研究チームはまず、関東地方の熱中症の死亡者数と気候変動の関係について、1980〜2010年の厚生労働省人口動態統計と気象観測データで解析した。最高気温が35℃を超える猛暑日に注目して分析したところ、死亡者が増えた1994年や2010年では猛暑日が平年より多く、死亡者が減った2003年は猛暑日が平年より少なかった。死亡者数と猛暑日数の相関係数は0.76と比較的高いことがわかった。
さらに、猛暑日数の変動の原因の一つとして、熱帯域の気候変動との関係について調べた。過去30年で、熱帯インド洋の東側で海面水温が平年より低くて西側で高くなる、正のインド洋ダイポールモード現象は6回発生した。
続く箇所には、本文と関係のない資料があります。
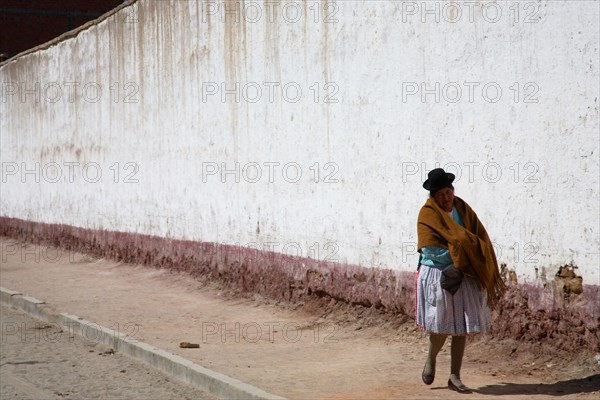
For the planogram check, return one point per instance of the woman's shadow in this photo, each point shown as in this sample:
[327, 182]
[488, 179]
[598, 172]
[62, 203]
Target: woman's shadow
[562, 388]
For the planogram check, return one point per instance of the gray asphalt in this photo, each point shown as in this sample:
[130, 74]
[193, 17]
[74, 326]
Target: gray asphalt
[38, 361]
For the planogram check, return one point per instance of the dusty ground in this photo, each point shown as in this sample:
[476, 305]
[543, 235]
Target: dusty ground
[321, 349]
[42, 364]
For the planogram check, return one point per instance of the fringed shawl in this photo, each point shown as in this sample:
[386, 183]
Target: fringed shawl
[470, 247]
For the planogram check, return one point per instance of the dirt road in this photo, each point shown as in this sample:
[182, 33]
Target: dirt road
[297, 353]
[37, 361]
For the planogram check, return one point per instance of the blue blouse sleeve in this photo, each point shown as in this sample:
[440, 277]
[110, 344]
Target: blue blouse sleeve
[435, 256]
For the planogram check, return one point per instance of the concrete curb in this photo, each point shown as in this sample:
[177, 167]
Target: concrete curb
[178, 367]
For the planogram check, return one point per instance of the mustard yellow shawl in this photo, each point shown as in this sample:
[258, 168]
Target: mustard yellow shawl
[470, 247]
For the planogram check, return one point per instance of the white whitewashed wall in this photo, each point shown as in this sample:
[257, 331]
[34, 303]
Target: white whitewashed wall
[332, 115]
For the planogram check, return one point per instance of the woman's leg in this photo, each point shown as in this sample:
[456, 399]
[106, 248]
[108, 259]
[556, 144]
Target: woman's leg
[457, 352]
[436, 342]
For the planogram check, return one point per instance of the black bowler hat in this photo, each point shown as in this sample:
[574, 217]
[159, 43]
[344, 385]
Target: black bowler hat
[438, 179]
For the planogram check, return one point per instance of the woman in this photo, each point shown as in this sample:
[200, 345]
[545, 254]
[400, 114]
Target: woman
[453, 240]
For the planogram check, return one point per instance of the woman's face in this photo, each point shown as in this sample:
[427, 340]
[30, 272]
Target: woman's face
[444, 198]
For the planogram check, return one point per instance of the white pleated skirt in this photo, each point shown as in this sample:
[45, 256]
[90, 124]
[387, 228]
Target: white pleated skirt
[438, 311]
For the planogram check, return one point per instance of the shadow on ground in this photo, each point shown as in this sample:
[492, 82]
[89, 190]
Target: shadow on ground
[561, 388]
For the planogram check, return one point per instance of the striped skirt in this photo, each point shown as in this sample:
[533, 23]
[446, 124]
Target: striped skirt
[438, 311]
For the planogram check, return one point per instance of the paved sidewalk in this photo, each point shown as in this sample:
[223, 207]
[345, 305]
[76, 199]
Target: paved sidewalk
[41, 362]
[283, 352]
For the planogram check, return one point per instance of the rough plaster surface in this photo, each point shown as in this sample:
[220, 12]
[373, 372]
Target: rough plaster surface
[529, 313]
[148, 68]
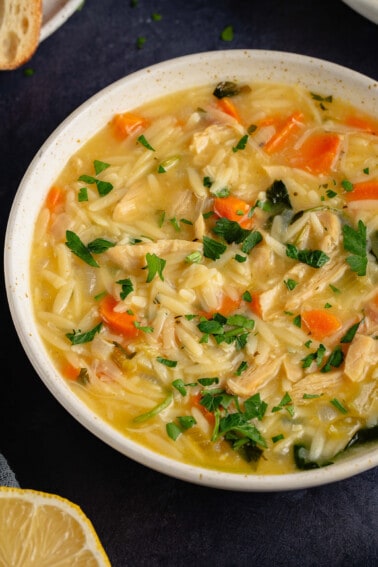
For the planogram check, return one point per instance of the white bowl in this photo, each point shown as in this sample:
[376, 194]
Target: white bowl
[127, 93]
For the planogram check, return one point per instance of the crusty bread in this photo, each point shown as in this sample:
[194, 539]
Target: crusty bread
[20, 26]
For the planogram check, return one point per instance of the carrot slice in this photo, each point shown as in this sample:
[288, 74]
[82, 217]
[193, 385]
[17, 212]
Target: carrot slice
[70, 372]
[317, 153]
[321, 323]
[284, 133]
[55, 198]
[127, 123]
[228, 107]
[119, 322]
[233, 208]
[366, 190]
[255, 304]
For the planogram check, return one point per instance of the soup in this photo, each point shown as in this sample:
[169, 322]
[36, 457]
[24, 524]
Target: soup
[205, 273]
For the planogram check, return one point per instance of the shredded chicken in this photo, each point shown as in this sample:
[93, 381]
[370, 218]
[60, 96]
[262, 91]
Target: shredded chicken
[362, 353]
[317, 383]
[254, 378]
[131, 257]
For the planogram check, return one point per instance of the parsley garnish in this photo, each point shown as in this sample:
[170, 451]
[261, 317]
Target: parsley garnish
[173, 430]
[78, 338]
[227, 34]
[127, 287]
[278, 197]
[99, 245]
[355, 241]
[338, 405]
[255, 407]
[241, 145]
[180, 386]
[155, 265]
[100, 166]
[103, 187]
[155, 410]
[313, 258]
[290, 284]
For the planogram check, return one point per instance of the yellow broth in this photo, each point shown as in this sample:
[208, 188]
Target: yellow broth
[230, 262]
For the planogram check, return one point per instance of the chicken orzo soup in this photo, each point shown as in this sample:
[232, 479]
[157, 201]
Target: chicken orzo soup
[205, 276]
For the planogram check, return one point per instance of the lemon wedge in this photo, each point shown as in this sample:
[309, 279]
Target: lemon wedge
[44, 530]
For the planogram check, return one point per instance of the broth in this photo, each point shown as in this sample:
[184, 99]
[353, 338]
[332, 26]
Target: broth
[204, 276]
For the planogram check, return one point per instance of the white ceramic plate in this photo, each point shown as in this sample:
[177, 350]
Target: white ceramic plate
[367, 8]
[55, 13]
[126, 94]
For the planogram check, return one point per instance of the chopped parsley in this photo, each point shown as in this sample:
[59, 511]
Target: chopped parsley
[155, 265]
[339, 406]
[313, 258]
[355, 241]
[78, 338]
[290, 284]
[167, 362]
[241, 145]
[127, 287]
[227, 34]
[99, 245]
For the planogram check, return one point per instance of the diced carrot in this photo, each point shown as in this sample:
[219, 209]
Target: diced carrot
[365, 190]
[228, 107]
[255, 304]
[362, 123]
[317, 153]
[196, 402]
[119, 322]
[55, 198]
[284, 133]
[70, 372]
[320, 323]
[127, 123]
[233, 208]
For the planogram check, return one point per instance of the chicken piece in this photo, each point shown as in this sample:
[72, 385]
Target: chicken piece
[254, 378]
[362, 353]
[213, 136]
[314, 281]
[132, 257]
[317, 383]
[317, 230]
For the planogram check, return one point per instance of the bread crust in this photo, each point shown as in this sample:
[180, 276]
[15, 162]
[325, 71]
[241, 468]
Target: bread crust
[20, 28]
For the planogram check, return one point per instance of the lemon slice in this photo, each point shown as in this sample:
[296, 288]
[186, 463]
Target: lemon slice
[45, 530]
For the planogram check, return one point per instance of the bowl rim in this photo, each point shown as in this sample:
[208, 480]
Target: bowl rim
[62, 141]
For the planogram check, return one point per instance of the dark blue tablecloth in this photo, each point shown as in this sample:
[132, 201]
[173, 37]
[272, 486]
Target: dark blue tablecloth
[142, 517]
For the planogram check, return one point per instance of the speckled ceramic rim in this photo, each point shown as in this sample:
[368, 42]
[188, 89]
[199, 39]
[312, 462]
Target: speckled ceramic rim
[125, 94]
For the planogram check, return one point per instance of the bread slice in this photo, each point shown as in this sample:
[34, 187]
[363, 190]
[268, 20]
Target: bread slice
[20, 27]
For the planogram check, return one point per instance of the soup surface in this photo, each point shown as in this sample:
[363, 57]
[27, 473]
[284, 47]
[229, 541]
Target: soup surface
[205, 272]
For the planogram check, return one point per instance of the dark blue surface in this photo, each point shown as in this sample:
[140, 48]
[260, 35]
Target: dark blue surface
[142, 517]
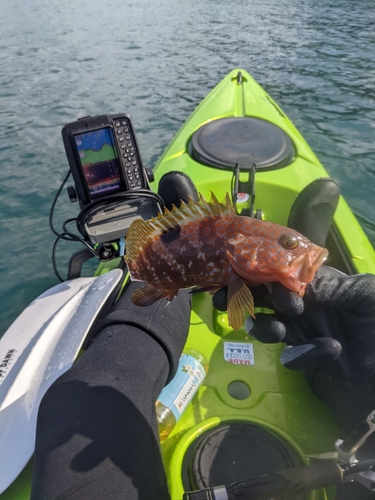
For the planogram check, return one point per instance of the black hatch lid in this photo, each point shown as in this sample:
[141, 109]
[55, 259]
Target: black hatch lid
[225, 142]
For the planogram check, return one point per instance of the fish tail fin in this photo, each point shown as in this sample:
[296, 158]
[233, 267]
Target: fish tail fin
[239, 299]
[149, 294]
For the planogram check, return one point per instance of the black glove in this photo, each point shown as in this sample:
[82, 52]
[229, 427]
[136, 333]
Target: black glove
[330, 331]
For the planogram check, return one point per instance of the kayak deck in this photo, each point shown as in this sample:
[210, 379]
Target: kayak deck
[245, 381]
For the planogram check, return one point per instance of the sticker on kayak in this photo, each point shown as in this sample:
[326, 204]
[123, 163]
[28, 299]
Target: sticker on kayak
[239, 353]
[242, 197]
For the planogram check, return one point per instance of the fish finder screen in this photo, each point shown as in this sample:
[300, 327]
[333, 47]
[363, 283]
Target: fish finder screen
[99, 160]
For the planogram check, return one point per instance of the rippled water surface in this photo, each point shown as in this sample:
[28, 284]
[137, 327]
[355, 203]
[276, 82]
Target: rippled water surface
[156, 60]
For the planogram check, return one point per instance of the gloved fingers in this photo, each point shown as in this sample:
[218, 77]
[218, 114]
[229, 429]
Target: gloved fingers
[266, 328]
[284, 300]
[311, 354]
[332, 288]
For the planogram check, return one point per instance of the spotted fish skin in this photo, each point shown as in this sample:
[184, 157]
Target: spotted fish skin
[207, 245]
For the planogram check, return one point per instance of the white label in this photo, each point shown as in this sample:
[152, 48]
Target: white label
[196, 376]
[239, 353]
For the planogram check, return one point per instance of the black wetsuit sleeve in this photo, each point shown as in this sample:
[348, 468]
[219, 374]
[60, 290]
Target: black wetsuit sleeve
[97, 432]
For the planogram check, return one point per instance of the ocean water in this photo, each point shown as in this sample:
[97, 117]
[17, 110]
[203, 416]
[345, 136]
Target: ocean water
[156, 60]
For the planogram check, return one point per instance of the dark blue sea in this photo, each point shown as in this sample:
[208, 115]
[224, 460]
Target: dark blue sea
[156, 60]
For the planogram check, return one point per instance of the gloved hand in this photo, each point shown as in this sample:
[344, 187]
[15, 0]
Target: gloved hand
[330, 331]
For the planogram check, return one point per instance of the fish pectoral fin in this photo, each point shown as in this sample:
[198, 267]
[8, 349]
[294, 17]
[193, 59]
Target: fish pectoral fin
[149, 294]
[239, 299]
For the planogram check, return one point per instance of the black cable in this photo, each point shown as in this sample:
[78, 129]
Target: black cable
[87, 212]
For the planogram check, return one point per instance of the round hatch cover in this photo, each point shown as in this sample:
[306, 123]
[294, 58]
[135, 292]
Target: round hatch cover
[237, 451]
[246, 141]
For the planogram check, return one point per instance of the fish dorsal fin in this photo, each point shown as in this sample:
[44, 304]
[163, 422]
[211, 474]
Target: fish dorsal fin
[142, 233]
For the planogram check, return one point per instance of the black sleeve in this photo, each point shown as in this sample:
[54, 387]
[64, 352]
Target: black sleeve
[97, 431]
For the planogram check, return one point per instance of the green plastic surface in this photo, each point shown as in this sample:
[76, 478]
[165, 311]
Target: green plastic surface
[272, 397]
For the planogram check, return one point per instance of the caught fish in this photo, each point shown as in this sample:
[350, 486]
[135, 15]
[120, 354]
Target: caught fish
[207, 245]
そのうち3回(1983年、1987年、1994年)は関東地方の猛暑日数が平年に比べて多く、熱中症による死亡者数も増加していた。
一方、熱帯太平洋の東側で海面水温が平年に比べて低く、西側で高くなるラニーニャ現象は4回発生しており、うち1回(2010年)は猛暑日数と死亡者数の増加が見られた。これらの結果から、関東地方の猛暑日数の増加には、ラニーニャ現象より正のインド洋ダイポールモード現象の影響が強いことがうかがえる。
研究グループの森岡優志研究員は「熱中症の死亡者数と気候変動の関連はこれまで、あまり調べられていなかった。地球温暖化が進んだ場合、気候変動に伴う気温の上昇が重なって、猛暑日が極端に増えることが予想される。熱中症による死亡者数を減らすには、猛暑日に関する情報がもっと必要になる。熱帯域海洋の気候変動現象を正確に予測して、猛暑日の長期予測の精度を上げることが求められる」と指摘している。